住宅密集地や北向きの土地でも、2階部分から光を取り込めるため、
- 明るいリビングにしたい
- カーテンを閉めがちな立地
- 隣家が近い土地
などでは特に効果的です。
昼間の照明使用を減らせるケースもあります。
家族の気配を感じやすい
1階と2階がつながることで、家族の存在を感じやすくなるのも吹き抜けの特徴です。
例えば、
- 2階にいる子どもの気配がわかる
- リビング中心の暮らしになりやすい
- 家族同士のコミュニケーションが増える
といったメリットがあります。
子育て世帯では「自然と会話が増えた」と感じるケースもあります。
吹き抜けで後悔しやすいポイント
冷暖房効率が悪くなる場合がある
吹き抜けで最もよく聞かれる不安が「暑い・寒い」です。
空間が大きくなるため、住宅性能が低いと、
- 冬は暖気が上に逃げる
- 夏は2階に熱がこもる
- エアコン効率が落ちる
といった問題が起きやすくなります。
つまり、吹き抜けそのものが悪いのではなく、断熱・気密・空調計画が不足していることが原因になるケースが多いのです。
音やにおいが広がりやすい
空間が上下につながるため、
- テレビの音
- 会話
- キッチンのにおい
- ドライヤー音
- 子どもの声
などが2階まで届きやすくなります。
特に在宅ワークスペースを2階に設ける場合は、音環境も事前に考慮しておくことが大切です。
掃除やメンテナンスが大変
高窓やシーリングファンを設置した場合、
- 窓掃除
- 照明交換
- ファン清掃
などがしづらくなることがあります。
設計段階で、
- 手が届く位置にする
- メンテナンス用足場を考える
- 電動カーテンを採用する
など、将来の手入れまで想定しておくと安心です。
吹き抜けで後悔しないために重要なこと
断熱・気密性能を重視する
吹き抜けの快適性は、住宅性能に大きく左右されます。
特に重要なのが、
- 断熱性能(UA値)
- 気密性能(C値)
です。
高断熱・高気密住宅であれば、吹き抜けがあっても温度差を抑えやすく、冷暖房効率も大きく変わります。

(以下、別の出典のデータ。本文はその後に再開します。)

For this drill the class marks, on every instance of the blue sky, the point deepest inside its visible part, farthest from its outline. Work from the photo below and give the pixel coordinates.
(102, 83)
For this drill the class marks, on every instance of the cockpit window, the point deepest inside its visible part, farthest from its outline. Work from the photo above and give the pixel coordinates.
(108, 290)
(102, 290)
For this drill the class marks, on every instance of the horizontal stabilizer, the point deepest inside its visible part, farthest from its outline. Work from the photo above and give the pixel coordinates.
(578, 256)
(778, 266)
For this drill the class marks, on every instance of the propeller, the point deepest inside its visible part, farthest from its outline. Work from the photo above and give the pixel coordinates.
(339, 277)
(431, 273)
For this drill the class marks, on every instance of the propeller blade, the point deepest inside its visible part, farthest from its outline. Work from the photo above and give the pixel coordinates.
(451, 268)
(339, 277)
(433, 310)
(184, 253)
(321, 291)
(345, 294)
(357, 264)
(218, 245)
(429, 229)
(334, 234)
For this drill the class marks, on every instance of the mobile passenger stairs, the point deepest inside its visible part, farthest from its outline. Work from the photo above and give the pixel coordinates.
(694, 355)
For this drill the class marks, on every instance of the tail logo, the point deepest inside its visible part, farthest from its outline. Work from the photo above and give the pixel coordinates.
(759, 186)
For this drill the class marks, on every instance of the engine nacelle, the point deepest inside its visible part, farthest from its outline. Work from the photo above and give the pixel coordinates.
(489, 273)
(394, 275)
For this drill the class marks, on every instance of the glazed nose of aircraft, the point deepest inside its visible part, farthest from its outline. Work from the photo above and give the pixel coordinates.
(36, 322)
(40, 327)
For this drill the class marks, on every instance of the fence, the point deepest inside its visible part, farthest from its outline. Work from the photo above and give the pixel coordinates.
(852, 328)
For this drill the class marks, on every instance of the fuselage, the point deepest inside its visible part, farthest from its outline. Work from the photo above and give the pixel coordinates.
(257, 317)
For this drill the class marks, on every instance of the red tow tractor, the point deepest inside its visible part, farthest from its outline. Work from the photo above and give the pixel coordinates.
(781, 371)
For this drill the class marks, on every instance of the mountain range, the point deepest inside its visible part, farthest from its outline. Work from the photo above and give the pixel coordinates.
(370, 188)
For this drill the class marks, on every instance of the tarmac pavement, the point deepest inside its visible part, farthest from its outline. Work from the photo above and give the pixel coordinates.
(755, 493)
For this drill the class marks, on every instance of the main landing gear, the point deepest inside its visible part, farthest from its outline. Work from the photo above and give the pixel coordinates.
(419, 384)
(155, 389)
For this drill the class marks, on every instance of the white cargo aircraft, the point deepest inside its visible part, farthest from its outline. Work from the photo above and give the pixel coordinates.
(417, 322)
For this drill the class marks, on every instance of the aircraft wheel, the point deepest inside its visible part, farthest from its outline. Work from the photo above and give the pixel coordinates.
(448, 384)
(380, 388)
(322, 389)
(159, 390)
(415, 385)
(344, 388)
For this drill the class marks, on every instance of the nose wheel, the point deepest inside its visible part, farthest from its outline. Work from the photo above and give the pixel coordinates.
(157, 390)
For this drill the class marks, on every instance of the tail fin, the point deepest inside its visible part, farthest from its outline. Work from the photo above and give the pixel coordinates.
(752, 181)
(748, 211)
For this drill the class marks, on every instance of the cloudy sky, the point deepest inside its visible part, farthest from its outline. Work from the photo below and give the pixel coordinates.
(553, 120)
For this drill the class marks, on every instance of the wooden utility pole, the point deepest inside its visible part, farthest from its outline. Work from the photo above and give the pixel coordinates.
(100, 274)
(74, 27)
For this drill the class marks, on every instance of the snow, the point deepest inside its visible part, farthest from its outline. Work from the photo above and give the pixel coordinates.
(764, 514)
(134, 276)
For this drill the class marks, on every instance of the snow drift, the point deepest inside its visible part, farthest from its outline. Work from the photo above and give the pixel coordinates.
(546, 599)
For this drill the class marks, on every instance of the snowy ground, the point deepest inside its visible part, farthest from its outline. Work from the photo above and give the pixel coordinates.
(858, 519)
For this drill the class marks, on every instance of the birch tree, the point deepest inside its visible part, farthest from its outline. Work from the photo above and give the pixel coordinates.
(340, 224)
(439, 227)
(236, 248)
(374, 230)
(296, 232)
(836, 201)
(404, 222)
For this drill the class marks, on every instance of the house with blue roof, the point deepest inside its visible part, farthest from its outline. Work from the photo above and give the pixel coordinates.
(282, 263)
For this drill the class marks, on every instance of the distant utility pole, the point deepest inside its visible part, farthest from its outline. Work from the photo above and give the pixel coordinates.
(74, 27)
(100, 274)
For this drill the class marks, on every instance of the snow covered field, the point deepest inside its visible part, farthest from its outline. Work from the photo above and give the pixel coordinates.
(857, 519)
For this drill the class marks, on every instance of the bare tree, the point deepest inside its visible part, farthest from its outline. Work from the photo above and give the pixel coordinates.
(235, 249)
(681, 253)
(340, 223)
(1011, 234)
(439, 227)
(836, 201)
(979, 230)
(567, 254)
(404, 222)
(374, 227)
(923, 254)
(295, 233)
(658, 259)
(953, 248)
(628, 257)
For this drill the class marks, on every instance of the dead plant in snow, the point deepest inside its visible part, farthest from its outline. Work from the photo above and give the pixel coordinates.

逆に、性能不足の家では、吹き抜けのデメリットが目立ちやすくなります。
吹き抜けを検討するなら、「デザイン」だけでなく「性能」まで確認することが重要です。
空調計画をセットで考える
吹き抜けでは、エアコン配置や空気循環も重要になります。
例えば、
- シーリングファンで空気を循環させる
- エアコン位置を工夫する
- 全館空調や高性能換気を検討する
など、家全体の空気の流れを考えた設計が必要です。
モデルハウス見学では、見た目だけでなく「実際の温度感」を体感してみることをおすすめします。
吹き抜けの大きさを最適化する
「大きな吹き抜け=正解」とは限りません。
広すぎる吹き抜けは、
- 2階面積が減る
- 収納が不足する
- 空調負荷が増える
といった影響もあります。
リビングの一部だけを吹き抜けにするなど、暮らしやすさとのバランスを取ることが大切です。
まとめ
吹き抜けのある家は、
- 開放感
- 明るさ
- デザイン性
- 家族のつながり
といった魅力がある一方で、住宅性能や設計によって快適性が大きく変わります。
後悔しないためには、
- 断熱・気密性能
- 空調計画
- 音環境
- メンテナンス性
まで含めて考えることが重要です。
モデルハウスでは、写真だけではわからない「空気感」や「温度差」もぜひ体感してみてください。